Some dogs come to us; others we seek out. Pansy arrived in a pick-up truck. She had been abandoned by the side of the road near our family farm. My father-in-law picked her up and brought her home.
Pansy was harder to train than other dogs who have joined our family, although to be completely honest, as a family we fall more into the “must love dogs” camp than the “must train dogs” camp. I’m not suggesting you can’t love AND train a dog; we just happen to be better at loving than training them.
We love dogs for things we don’t need to train them to do. They are loyal, they love us unconditionally, and they seem to have a sixth sense in detecting our emotional state. Maybe they could train us.
Weeks before my wedding, I received a letter from my maid of honor. I opened it, walked out of my family home to a spot in the woods, and began sobbing. My dog, Duchess, sat beside me. Surely she did not know that my maid of honor’s father had died, or that the letter had spent over a month journeying around Canada before arriving at my parents’ home in Connecticut. The simple mislabeling of the state code—CA instead of CT—yet with the correct zip code— seemed to baffle the post office. I received the letter six weeks after it had been mailed. I felt awful. My best friend’s father had died and been buried, and I had not acknowledged her loss in any way.

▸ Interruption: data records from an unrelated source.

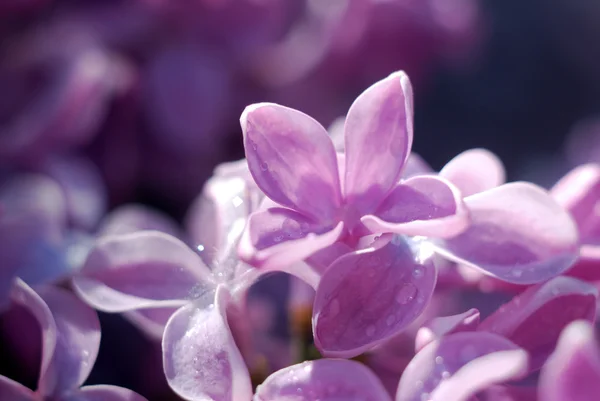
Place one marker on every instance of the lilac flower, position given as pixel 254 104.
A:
pixel 573 371
pixel 518 233
pixel 325 379
pixel 161 280
pixel 58 97
pixel 368 296
pixel 294 163
pixel 578 192
pixel 459 365
pixel 533 320
pixel 47 219
pixel 70 343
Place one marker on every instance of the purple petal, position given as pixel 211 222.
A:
pixel 277 237
pixel 32 223
pixel 369 296
pixel 200 358
pixel 292 159
pixel 31 194
pixel 83 188
pixel 103 393
pixel 415 165
pixel 534 319
pixel 378 133
pixel 151 322
pixel 441 326
pixel 24 296
pixel 423 205
pixel 147 269
pixel 13 391
pixel 324 379
pixel 128 219
pixel 578 192
pixel 508 393
pixel 217 218
pixel 474 171
pixel 518 234
pixel 78 341
pixel 457 366
pixel 336 133
pixel 573 371
pixel 587 267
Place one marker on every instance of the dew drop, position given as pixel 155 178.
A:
pixel 406 294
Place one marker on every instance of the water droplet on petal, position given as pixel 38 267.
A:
pixel 406 294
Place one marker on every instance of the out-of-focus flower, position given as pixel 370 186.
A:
pixel 573 370
pixel 294 163
pixel 459 365
pixel 49 216
pixel 70 342
pixel 533 320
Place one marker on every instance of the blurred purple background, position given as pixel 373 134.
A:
pixel 144 96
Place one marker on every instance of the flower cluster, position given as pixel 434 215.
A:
pixel 399 281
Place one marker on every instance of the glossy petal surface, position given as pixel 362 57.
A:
pixel 423 205
pixel 579 192
pixel 573 371
pixel 370 295
pixel 474 171
pixel 378 137
pixel 439 327
pixel 77 342
pixel 292 159
pixel 518 234
pixel 141 270
pixel 324 379
pixel 23 295
pixel 103 393
pixel 535 319
pixel 278 237
pixel 200 358
pixel 457 366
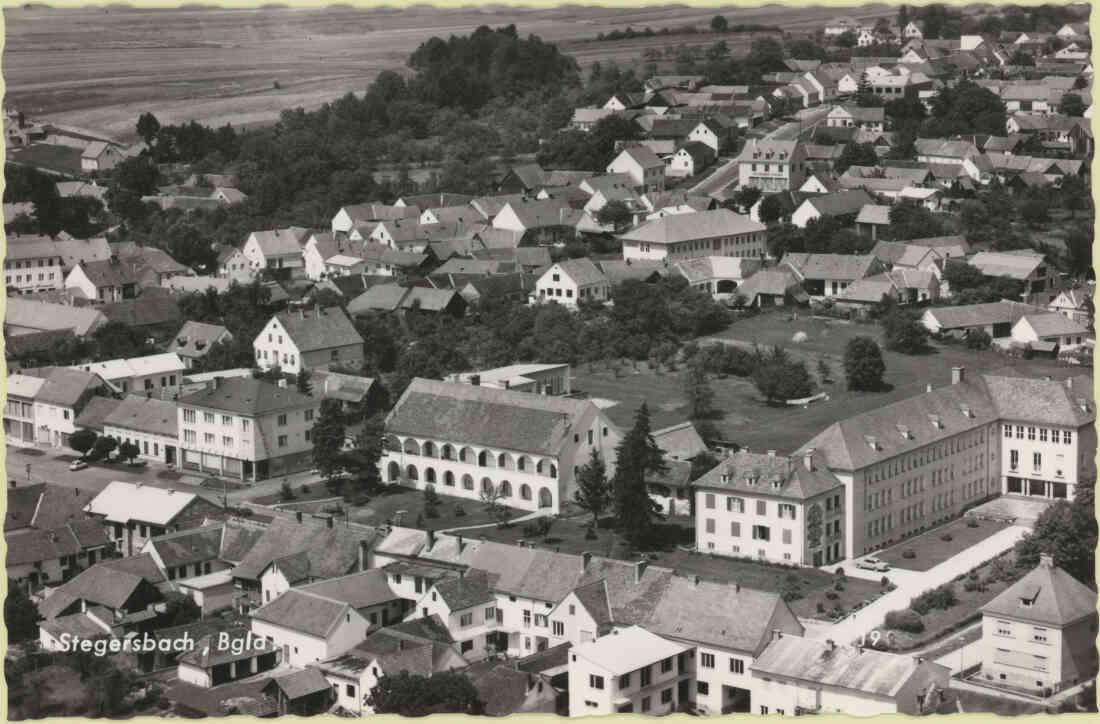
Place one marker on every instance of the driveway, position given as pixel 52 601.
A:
pixel 910 584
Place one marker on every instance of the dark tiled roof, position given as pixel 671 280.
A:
pixel 1052 595
pixel 329 551
pixel 498 418
pixel 312 329
pixel 249 396
pixel 190 546
pixel 303 612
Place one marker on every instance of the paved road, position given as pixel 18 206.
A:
pixel 910 584
pixel 718 179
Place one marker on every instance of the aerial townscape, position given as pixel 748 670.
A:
pixel 576 361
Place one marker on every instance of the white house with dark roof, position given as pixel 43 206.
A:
pixel 770 507
pixel 307 339
pixel 308 627
pixel 132 513
pixel 630 670
pixel 571 282
pixel 463 439
pixel 275 249
pixel 772 165
pixel 828 275
pixel 194 341
pixel 799 676
pixel 246 428
pixel 717 232
pixel 1051 329
pixel 644 167
pixel 999 435
pixel 1040 633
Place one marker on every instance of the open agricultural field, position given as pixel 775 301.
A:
pixel 748 421
pixel 101 67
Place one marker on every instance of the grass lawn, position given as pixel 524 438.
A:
pixel 939 623
pixel 569 536
pixel 932 549
pixel 745 419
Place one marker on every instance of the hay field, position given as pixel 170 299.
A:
pixel 101 67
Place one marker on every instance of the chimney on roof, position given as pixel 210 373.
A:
pixel 364 557
pixel 958 375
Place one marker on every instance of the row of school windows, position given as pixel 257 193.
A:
pixel 1041 432
pixel 919 458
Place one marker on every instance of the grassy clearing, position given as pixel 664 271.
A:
pixel 932 549
pixel 748 421
pixel 939 623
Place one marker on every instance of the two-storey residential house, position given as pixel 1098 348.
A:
pixel 828 275
pixel 571 282
pixel 19 409
pixel 464 439
pixel 307 627
pixel 466 603
pixel 59 401
pixel 772 165
pixel 629 671
pixel 308 339
pixel 112 280
pixel 195 340
pixel 158 375
pixel 770 507
pixel 847 116
pixel 133 514
pixel 1040 633
pixel 32 264
pixel 718 232
pixel 277 251
pixel 644 167
pixel 246 428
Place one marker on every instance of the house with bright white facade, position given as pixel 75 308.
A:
pixel 572 281
pixel 463 439
pixel 246 428
pixel 770 507
pixel 717 232
pixel 308 339
pixel 915 463
pixel 630 670
pixel 1040 633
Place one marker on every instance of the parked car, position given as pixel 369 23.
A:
pixel 872 563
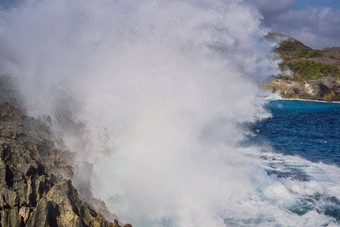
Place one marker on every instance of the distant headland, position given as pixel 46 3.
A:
pixel 306 73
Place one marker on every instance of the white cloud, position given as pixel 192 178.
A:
pixel 317 27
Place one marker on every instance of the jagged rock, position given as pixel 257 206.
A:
pixel 35 185
pixel 326 89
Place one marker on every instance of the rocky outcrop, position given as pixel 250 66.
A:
pixel 35 185
pixel 326 89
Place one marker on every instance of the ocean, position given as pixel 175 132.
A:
pixel 307 129
pixel 301 145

Duchess was willing to do what others were not. She sat beside me as I cried, and she let me feel awful without the burden of words. She offered her presence: a dog who loved me and was willing to be with me no matter what.
There’s a lot we can learn from dogs. Their ability to wordlessly nurture and provide solace in grief is one. Too often, we struggle to find the right words when there may be no right words. When we come up short of something authentic to say, we improvise with platitudes. But platitudes, well intended though they may be, inevitably make us feel worse. Telling me “he’s in a better place,” for example, only diminishes my right to feel sad.

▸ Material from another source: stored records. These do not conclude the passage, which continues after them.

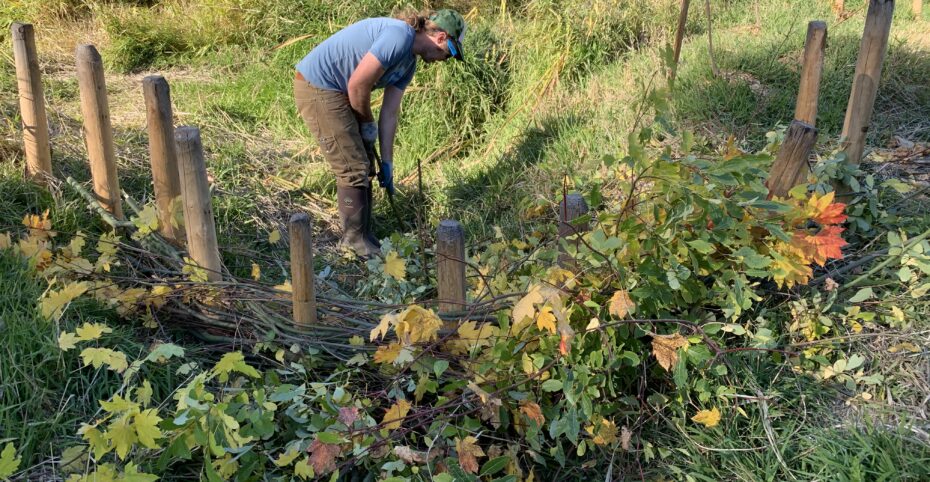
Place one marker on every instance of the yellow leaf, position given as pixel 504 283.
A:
pixel 394 417
pixel 665 348
pixel 9 462
pixel 395 266
pixel 55 302
pixel 121 435
pixel 620 304
pixel 67 340
pixel 146 222
pixel 92 331
pixel 98 357
pixel 417 324
pixel 146 425
pixel 524 311
pixel 286 458
pixel 468 451
pixel 708 418
pixel 95 439
pixel 546 320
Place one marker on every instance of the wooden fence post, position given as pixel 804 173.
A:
pixel 572 207
pixel 865 81
pixel 811 70
pixel 31 103
pixel 198 209
pixel 791 165
pixel 97 129
pixel 450 269
pixel 679 36
pixel 164 155
pixel 304 294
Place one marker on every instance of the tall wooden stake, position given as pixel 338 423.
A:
pixel 304 294
pixel 450 270
pixel 97 129
pixel 679 37
pixel 865 81
pixel 164 155
pixel 31 103
pixel 571 208
pixel 811 71
pixel 791 165
pixel 198 209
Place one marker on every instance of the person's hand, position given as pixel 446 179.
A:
pixel 386 175
pixel 369 131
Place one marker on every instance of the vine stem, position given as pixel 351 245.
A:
pixel 913 242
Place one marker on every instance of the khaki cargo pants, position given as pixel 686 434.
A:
pixel 330 119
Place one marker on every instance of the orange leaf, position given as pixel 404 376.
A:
pixel 469 451
pixel 323 457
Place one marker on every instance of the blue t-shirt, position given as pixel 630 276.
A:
pixel 330 64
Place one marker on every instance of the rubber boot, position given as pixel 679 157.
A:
pixel 369 225
pixel 352 205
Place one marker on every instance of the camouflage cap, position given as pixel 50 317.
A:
pixel 453 24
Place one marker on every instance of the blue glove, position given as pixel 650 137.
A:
pixel 386 175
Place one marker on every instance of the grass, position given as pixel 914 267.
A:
pixel 550 88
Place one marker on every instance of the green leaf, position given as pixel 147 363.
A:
pixel 440 367
pixel 862 295
pixel 330 438
pixel 164 352
pixel 552 385
pixel 9 463
pixel 494 466
pixel 702 246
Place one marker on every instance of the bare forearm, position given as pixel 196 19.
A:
pixel 360 100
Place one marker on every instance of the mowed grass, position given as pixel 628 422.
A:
pixel 542 97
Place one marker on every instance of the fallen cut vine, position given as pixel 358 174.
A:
pixel 674 275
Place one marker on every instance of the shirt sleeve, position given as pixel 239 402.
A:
pixel 408 76
pixel 391 47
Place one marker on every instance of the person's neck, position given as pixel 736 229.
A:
pixel 421 42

I told Duchess any number of my secrets and my woes, and I am confident she went to her grave not sharing one of them. We trust dogs not only because they love us, but because we can share anything with them and they will listen.
Lent and grief have a lot in common. They both can seem endlessly long, and they both lead to something difficult to understand and to bear. We journey through Lent being urged to lighten up, to change our ways, and to find a new path. Grief is much the same. Death has visited and someone we loved has gone from our sight, and we feel heavier and sadder. We don’t lighten up.

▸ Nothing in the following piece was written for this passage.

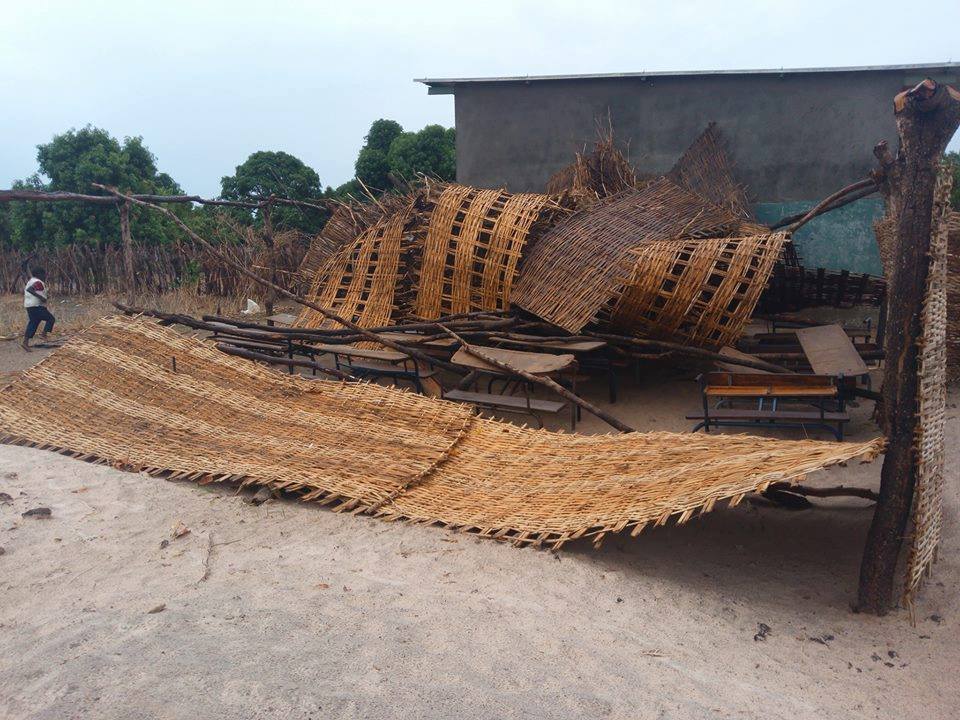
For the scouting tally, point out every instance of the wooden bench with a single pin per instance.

Lent and grief—perhaps all of life – have something else in common: they are easier to bear when we walk the journey with another. Perhaps this is the wisdom of Jesus sending us out two and two. We have someone to share our story and to listen on the hard days. Sometimes, we model the trusted dog—we listen and let our partner weep. But above all, we are simply there.
Compassion really is about showing up. Words are optional.